1/ Can big public investments in caregiving raise U.S. employment? Big uncertainty but available evidence is consistent with seven-digit employment effects:
2/ Basic logic: When caregiving investments ease the burden of child and elder care, more working-age adults take up formal employment.
3/ Across countries: The more a country invests in caregiving, the more adults have jobs -- driven by women.
4/ So e.g. if caregiving investments explain >20% of the U.S.-Scandinavia employment difference, then those investments would raise U.S. employment by >2m (=1.2% of projected 2024 employment).
5/ Blau-Kahn’s '13 country-fixed-effect results suggest the causal cross-country share is much larger than 20%. Smaller but still large effects from Norwegian childcare, excluding elder care (Havnes-Mogstad ‘11 JPubE).
6/ U.S. estimates: Bivens et al. ‘16 uses Blau’s ‘03 & Blau-Kahn’s ‘13 elasticities (also used by National Academies ‘19) to estimate 2m employment impact of a 10% childcare expenses cap.
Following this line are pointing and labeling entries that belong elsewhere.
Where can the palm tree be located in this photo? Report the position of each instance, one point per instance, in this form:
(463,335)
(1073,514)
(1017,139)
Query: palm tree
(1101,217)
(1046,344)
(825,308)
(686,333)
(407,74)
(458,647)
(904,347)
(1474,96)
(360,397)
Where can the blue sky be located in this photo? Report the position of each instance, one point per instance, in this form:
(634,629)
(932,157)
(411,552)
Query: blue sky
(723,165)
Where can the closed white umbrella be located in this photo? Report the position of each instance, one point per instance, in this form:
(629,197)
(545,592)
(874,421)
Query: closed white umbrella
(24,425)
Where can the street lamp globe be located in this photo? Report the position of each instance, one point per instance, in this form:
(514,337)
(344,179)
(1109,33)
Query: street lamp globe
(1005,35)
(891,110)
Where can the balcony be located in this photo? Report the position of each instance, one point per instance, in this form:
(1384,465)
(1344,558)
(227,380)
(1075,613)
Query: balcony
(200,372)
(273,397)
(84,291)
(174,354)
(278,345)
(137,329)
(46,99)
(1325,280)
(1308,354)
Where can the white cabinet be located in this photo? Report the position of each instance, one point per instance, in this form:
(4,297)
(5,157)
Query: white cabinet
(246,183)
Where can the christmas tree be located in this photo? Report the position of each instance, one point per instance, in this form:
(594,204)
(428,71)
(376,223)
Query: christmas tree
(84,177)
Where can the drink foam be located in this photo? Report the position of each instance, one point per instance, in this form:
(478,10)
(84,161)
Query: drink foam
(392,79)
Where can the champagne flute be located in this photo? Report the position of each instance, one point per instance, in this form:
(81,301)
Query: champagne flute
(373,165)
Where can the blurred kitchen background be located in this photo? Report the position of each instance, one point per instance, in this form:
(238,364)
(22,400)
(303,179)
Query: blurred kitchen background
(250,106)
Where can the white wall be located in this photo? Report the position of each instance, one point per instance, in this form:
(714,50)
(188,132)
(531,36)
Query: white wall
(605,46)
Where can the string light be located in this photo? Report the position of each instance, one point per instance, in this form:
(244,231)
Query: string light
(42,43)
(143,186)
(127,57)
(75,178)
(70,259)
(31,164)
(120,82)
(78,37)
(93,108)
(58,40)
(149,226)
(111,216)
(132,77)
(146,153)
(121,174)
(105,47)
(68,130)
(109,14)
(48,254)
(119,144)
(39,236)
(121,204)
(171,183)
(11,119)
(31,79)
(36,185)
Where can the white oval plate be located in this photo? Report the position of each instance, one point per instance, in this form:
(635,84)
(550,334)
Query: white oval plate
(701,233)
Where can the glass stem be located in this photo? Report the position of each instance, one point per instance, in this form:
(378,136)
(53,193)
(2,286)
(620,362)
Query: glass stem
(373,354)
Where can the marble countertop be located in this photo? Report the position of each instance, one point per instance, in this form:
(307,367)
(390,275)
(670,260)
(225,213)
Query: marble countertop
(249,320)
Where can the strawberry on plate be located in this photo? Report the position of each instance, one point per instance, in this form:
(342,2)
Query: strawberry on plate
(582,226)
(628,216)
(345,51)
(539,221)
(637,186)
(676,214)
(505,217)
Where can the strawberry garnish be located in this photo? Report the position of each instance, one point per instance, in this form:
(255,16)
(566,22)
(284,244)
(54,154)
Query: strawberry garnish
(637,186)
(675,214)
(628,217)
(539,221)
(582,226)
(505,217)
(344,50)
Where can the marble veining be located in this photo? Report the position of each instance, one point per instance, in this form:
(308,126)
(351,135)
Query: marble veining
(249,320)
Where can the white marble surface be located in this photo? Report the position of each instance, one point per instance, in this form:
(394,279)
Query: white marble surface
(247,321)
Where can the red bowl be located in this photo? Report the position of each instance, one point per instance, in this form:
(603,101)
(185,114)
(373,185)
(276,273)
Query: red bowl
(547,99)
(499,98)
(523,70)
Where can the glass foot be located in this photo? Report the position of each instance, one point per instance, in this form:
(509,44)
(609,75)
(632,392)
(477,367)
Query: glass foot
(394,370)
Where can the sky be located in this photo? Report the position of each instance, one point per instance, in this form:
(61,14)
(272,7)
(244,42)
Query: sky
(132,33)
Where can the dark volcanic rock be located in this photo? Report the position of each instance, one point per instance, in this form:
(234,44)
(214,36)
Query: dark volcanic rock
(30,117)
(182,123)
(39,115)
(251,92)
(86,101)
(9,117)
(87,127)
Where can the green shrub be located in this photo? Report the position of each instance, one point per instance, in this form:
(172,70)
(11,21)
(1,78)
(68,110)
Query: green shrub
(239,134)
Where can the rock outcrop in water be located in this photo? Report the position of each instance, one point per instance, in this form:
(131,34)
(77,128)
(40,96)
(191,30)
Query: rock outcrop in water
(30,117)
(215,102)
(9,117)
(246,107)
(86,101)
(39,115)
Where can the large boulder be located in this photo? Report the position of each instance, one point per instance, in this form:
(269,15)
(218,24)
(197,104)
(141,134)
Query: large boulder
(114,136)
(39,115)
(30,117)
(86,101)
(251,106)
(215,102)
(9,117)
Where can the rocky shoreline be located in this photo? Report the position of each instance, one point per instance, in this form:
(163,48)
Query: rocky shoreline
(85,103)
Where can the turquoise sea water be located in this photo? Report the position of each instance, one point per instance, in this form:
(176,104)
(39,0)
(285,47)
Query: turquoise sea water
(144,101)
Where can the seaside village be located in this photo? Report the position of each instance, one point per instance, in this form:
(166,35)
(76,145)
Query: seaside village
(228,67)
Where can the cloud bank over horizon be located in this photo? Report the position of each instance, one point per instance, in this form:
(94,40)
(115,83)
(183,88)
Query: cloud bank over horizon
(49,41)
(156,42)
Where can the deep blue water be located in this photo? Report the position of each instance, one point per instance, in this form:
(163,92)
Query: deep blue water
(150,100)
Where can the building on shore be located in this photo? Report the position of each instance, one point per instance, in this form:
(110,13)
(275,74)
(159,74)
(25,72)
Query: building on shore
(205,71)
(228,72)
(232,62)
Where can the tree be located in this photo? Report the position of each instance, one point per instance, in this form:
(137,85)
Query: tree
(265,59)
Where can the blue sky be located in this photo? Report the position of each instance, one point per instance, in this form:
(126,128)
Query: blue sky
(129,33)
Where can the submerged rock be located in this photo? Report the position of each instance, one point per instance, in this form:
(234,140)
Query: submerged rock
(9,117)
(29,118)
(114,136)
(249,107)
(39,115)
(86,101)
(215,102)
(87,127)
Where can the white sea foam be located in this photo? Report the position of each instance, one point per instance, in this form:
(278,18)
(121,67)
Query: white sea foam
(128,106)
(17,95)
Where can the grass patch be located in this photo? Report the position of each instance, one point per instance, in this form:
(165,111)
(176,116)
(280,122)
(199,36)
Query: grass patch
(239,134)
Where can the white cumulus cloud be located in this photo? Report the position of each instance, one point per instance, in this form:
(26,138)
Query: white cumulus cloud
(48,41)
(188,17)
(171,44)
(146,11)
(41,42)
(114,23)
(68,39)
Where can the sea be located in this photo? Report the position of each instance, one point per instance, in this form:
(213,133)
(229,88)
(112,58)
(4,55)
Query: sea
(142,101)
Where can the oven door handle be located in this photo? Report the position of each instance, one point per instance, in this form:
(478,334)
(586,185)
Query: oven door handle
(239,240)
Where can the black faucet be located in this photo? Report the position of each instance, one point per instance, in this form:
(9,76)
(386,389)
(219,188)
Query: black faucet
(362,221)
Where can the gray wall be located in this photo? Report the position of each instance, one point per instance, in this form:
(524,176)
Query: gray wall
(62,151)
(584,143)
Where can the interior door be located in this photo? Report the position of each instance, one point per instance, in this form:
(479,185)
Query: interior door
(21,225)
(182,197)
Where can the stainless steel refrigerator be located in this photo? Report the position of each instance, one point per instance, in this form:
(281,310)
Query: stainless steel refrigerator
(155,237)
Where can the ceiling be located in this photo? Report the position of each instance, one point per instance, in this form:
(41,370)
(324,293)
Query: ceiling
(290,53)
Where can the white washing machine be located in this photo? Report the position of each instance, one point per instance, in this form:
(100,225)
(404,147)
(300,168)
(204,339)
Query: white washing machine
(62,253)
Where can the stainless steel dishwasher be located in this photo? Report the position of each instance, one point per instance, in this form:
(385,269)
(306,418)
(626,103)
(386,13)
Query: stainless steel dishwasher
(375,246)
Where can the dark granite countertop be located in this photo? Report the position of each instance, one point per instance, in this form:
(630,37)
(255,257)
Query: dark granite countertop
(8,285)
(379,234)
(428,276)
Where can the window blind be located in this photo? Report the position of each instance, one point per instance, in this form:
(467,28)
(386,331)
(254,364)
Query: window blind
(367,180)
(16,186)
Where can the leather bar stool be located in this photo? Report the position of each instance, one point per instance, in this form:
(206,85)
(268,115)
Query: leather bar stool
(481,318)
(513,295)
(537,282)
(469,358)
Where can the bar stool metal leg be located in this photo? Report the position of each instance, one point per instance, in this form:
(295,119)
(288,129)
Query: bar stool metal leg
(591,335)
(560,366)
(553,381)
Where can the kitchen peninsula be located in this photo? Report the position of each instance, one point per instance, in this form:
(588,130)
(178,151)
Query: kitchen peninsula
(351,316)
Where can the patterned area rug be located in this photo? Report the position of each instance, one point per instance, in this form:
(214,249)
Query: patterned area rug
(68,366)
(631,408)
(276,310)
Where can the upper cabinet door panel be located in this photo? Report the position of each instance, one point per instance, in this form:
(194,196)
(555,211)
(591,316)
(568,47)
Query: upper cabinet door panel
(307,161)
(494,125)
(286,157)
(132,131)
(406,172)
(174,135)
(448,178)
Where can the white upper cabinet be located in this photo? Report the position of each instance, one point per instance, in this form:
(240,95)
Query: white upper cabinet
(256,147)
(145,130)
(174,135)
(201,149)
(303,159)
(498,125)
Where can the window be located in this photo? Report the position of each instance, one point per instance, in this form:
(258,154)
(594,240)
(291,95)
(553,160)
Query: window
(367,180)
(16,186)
7/ See also: Ruhm ‘98, Anderson-Levine ‘00, Gelbach ‘02, Jaumotte ‘03, Chevalier-Viitanen ‘02, Baker-Gruber-Milligan ‘08, Havnes-Mogstad ‘11AEJ/’15, Rossin-Slater-Ruhm-Waldfogel ‘13, VanHoutven-Coe-Skira ‘13, Fahle-McGarry ‘17, Truskinovsky-Maestas ‘18.
8/ Welfare analysis requires considering value, spillovers, care substitution, population targeting, and government budget effects (Baker-Gruber-Milligan ‘08, Havnes-Mogstad ‘11JPubE/‘15, Hendren ‘16, Kline-Walters ‘16).